Their present life is filled with fear and uncertainty. Women and children are the most vulnerable groups. Many have died while travelling due to hunger, sickness and so on. Sometimes the lives of the refugees evoke pity and sympathy of many but what did we do to stop this horrible violence? While thousands seek a haven, we sleep in comfortable homes peacefully. I recollect the thought-provoking lyrics of Bob Dylan who asks:

“How many ears must one man have?
Before he can hear people, cry?
Yes, how many deaths will it take till he knows?
That too many people have died?

Displacement and dislocation play an adverse effect on the life of a person. The place of birth and its surroundings have an important role to play in ones’ identity formation. When he/she is displaced from his/her own land, identity is compromised. Thus, identity remains a question mark for the refugees living in a strange land as foreigners. Can they make a home there? Or on the other hand, will they be able to recreate their homes in their own soil when they return? Perhaps, there is nothing left there – neither family members nor their belongings but a nostalgic feeling for a ‘sweet home’.

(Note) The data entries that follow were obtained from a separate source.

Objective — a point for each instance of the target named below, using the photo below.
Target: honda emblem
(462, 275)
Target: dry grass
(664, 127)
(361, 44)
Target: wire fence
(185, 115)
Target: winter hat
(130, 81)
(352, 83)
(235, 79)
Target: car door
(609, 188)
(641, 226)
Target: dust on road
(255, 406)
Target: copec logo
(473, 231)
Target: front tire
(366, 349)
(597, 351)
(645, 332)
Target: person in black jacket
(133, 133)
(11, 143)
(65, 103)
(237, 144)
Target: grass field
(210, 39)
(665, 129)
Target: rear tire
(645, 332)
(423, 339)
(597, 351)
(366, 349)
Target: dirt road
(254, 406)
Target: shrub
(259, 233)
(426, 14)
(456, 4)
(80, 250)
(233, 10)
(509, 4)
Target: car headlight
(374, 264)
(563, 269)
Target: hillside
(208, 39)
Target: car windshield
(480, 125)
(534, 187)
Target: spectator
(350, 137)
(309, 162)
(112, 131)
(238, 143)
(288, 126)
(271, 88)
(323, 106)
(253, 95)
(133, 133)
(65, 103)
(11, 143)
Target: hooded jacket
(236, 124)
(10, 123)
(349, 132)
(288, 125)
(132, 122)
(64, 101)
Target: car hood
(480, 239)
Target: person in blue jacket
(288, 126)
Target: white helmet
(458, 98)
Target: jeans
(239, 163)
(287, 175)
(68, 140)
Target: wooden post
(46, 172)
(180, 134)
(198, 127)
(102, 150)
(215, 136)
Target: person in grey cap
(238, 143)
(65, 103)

Many nations manufacture deadly weapons to amass wealth and power. The catastrophe of this business is pain and suffering. Is the country’s ‘power’ proved by its nuclear weapons? Or is everyone safe in his/her own country? Bob Dylan again questions …

“How many times must the cannon balls fly before they’re forever banned?”

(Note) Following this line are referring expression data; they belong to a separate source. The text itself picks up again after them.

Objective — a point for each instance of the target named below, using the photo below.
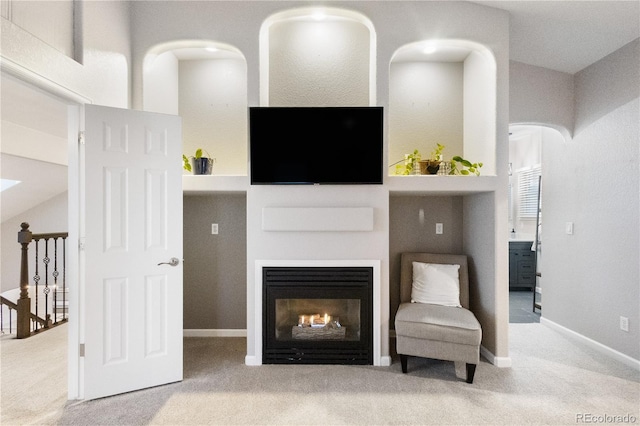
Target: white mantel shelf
(209, 184)
(446, 185)
(397, 185)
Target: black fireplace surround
(344, 295)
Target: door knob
(173, 262)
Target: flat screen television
(316, 145)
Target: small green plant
(410, 162)
(186, 161)
(460, 166)
(436, 154)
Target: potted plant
(460, 166)
(409, 163)
(198, 164)
(431, 165)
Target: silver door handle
(173, 262)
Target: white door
(131, 302)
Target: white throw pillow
(436, 283)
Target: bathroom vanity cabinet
(522, 265)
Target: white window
(528, 184)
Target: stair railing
(28, 322)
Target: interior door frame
(75, 113)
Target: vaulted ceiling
(561, 35)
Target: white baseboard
(612, 353)
(210, 332)
(385, 361)
(498, 361)
(252, 360)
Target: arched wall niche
(205, 82)
(563, 133)
(317, 56)
(443, 91)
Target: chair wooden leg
(471, 371)
(403, 362)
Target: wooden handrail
(23, 306)
(50, 235)
(9, 303)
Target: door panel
(131, 300)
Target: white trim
(28, 76)
(498, 361)
(378, 359)
(213, 332)
(605, 350)
(252, 360)
(385, 361)
(317, 219)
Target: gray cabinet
(522, 265)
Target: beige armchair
(435, 331)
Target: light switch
(568, 228)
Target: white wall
(115, 49)
(541, 96)
(213, 107)
(426, 100)
(102, 76)
(592, 277)
(239, 25)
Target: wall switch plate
(624, 323)
(568, 228)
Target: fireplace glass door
(317, 315)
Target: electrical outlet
(624, 323)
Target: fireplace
(317, 315)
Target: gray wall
(412, 226)
(215, 278)
(591, 278)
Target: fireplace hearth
(317, 315)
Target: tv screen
(315, 145)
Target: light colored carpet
(553, 381)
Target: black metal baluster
(36, 279)
(55, 280)
(64, 278)
(46, 288)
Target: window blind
(528, 182)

If those refugees happen to spot those migrant birds, what would they feel? Envy, jealous, anger or pain? And what would those migrant birds feel looking at the refugees seeking asylum? sympathy, pity or pride?

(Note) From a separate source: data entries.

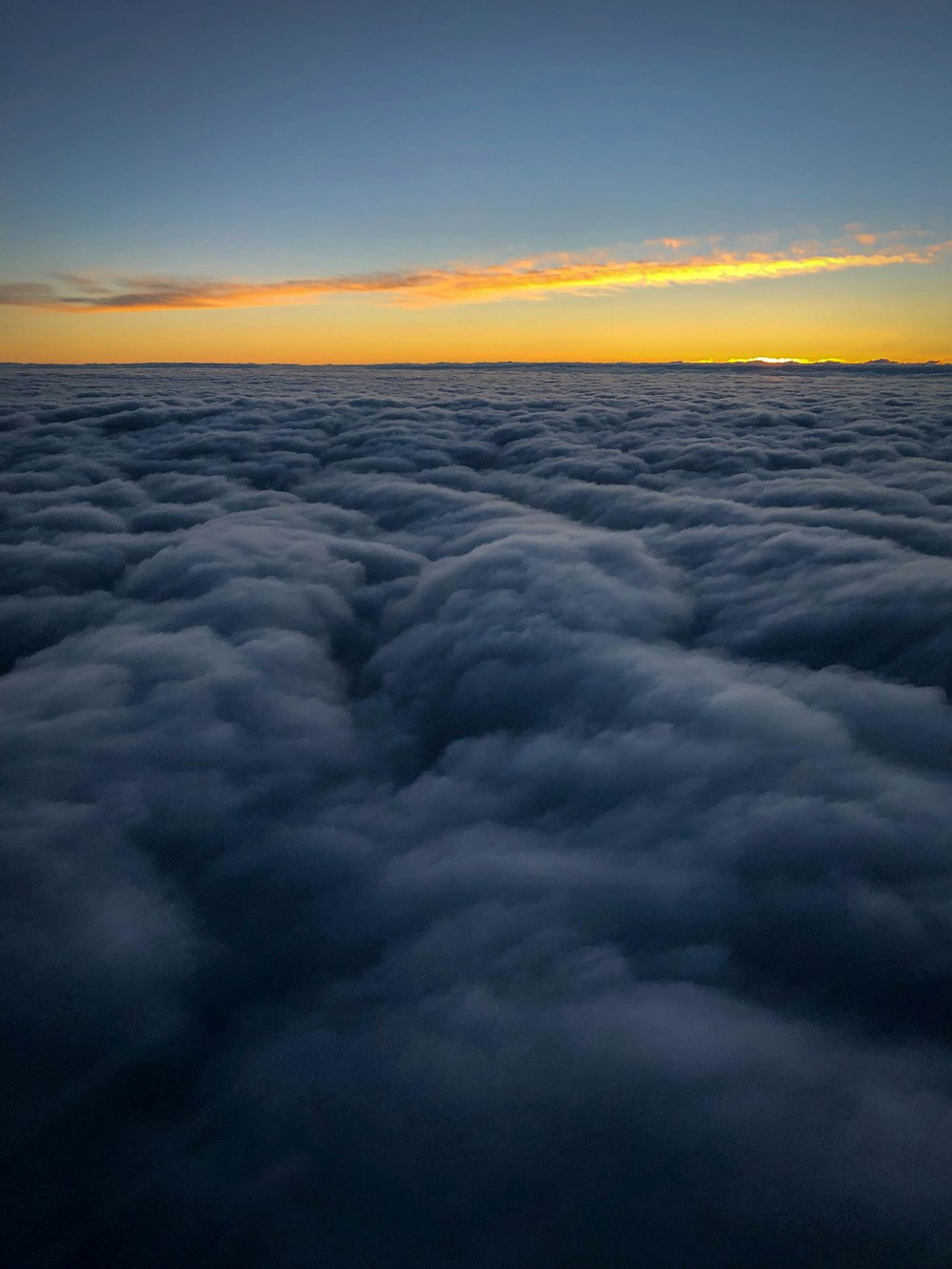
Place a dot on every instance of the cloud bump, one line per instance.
(476, 818)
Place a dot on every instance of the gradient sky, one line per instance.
(422, 182)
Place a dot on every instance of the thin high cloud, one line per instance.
(532, 277)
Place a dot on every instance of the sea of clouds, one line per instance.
(476, 819)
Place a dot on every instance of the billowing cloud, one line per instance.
(470, 818)
(527, 278)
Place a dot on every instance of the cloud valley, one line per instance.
(466, 818)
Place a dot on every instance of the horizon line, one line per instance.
(773, 363)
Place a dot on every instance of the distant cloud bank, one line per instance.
(529, 278)
(470, 819)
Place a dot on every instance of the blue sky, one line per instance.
(236, 140)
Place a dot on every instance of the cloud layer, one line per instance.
(529, 278)
(476, 819)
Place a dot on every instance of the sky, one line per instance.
(438, 182)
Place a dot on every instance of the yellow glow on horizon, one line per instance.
(527, 278)
(848, 316)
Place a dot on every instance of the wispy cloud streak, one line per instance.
(528, 278)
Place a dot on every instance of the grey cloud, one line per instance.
(466, 818)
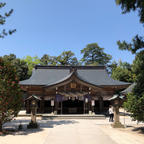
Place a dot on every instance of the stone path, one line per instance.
(78, 132)
(70, 131)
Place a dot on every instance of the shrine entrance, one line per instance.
(71, 106)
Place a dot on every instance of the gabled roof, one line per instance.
(50, 75)
(129, 89)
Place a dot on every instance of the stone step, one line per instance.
(98, 116)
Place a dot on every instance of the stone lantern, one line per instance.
(34, 106)
(117, 101)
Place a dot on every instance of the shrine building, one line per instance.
(71, 89)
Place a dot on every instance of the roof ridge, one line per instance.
(69, 67)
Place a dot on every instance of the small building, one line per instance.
(71, 89)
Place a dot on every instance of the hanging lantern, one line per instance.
(52, 102)
(86, 100)
(73, 85)
(93, 103)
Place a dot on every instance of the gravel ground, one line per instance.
(73, 132)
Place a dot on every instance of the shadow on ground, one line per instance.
(139, 130)
(11, 128)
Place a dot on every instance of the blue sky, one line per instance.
(52, 26)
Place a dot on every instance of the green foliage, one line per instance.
(3, 18)
(136, 44)
(10, 92)
(132, 5)
(94, 55)
(138, 41)
(135, 100)
(67, 58)
(20, 65)
(122, 71)
(135, 106)
(31, 62)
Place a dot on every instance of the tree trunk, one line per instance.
(0, 127)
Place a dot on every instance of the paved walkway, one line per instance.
(70, 132)
(78, 132)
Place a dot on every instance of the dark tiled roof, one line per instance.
(49, 75)
(129, 89)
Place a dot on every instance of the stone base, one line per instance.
(32, 125)
(117, 125)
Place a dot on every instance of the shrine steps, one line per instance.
(76, 116)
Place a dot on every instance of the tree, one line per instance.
(135, 100)
(21, 66)
(3, 18)
(94, 55)
(138, 41)
(10, 92)
(67, 58)
(31, 62)
(132, 5)
(48, 60)
(122, 72)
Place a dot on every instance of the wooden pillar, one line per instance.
(42, 106)
(117, 123)
(116, 114)
(56, 107)
(101, 105)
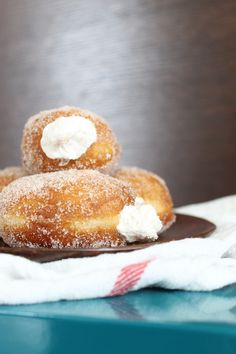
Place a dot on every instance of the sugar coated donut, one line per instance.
(152, 189)
(74, 208)
(9, 174)
(68, 138)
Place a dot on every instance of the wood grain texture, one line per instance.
(163, 73)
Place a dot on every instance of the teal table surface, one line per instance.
(148, 321)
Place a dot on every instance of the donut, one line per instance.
(152, 189)
(68, 138)
(9, 174)
(74, 209)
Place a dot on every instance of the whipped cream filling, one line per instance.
(68, 137)
(139, 222)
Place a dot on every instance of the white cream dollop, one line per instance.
(139, 222)
(68, 137)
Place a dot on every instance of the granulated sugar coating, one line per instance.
(103, 154)
(64, 209)
(152, 189)
(9, 174)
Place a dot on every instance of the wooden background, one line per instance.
(162, 72)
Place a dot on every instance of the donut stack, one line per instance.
(70, 191)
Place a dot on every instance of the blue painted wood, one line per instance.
(148, 321)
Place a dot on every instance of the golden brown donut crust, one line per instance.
(151, 188)
(101, 155)
(64, 209)
(9, 174)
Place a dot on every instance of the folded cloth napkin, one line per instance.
(189, 264)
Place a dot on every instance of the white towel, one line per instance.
(190, 264)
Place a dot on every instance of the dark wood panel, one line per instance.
(163, 73)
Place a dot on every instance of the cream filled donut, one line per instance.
(152, 189)
(74, 208)
(68, 138)
(9, 174)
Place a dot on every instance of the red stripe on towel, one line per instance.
(128, 278)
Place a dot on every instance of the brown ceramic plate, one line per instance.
(184, 227)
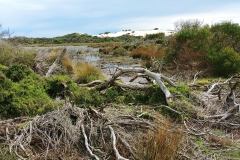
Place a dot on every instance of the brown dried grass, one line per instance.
(162, 143)
(67, 63)
(85, 73)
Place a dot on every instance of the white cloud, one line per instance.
(32, 18)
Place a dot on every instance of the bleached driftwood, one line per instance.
(156, 76)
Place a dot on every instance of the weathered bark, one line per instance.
(156, 76)
(55, 63)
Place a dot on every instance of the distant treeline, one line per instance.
(84, 38)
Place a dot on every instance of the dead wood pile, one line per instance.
(94, 134)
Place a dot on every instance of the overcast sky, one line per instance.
(50, 18)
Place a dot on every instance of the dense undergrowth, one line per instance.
(213, 50)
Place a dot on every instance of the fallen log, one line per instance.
(156, 76)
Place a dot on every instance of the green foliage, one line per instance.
(225, 62)
(26, 97)
(54, 87)
(89, 98)
(17, 72)
(200, 47)
(5, 153)
(85, 73)
(226, 34)
(120, 51)
(10, 54)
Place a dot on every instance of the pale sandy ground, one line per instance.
(135, 33)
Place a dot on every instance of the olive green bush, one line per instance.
(85, 73)
(225, 62)
(120, 52)
(214, 49)
(10, 54)
(17, 72)
(26, 97)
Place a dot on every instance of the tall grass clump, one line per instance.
(52, 56)
(162, 143)
(85, 73)
(67, 63)
(10, 54)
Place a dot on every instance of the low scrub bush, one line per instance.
(53, 86)
(225, 62)
(67, 63)
(17, 72)
(85, 73)
(26, 97)
(52, 56)
(147, 52)
(10, 54)
(120, 52)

The world has two types of history. One is of victory and another is of defeat. The history of victory talks of power, conquest, name, fame, glory and pride, and the history of defeat talks of pain, bloodshed, cruelty, surrender and migration. Children in schools must be taught to think and question “what makes a person to be a man or woman?” They must be taught to be humane and not to be a monster. I choose to carry home the history of defeat which makes me a true human being because I am affected by the pain of human suffering.


Sr. Elizabeth Rani SSpS
Sr. Elizabeth Rani SSpS

Sr. Elizabeth Rani SSpS is the Communication Coordinator of SSpS Brazil North Province. She is from India and have done B.A in English Literature.

3 Responses

  1. Dear Elizabeth Rani,
    Congratulations. Your article is well written with a very deep insight into life of migration of birds. The birds have no borders. When will the humans live in freedom. Let our missionary response be one of leading people to greater freedom and prosperity.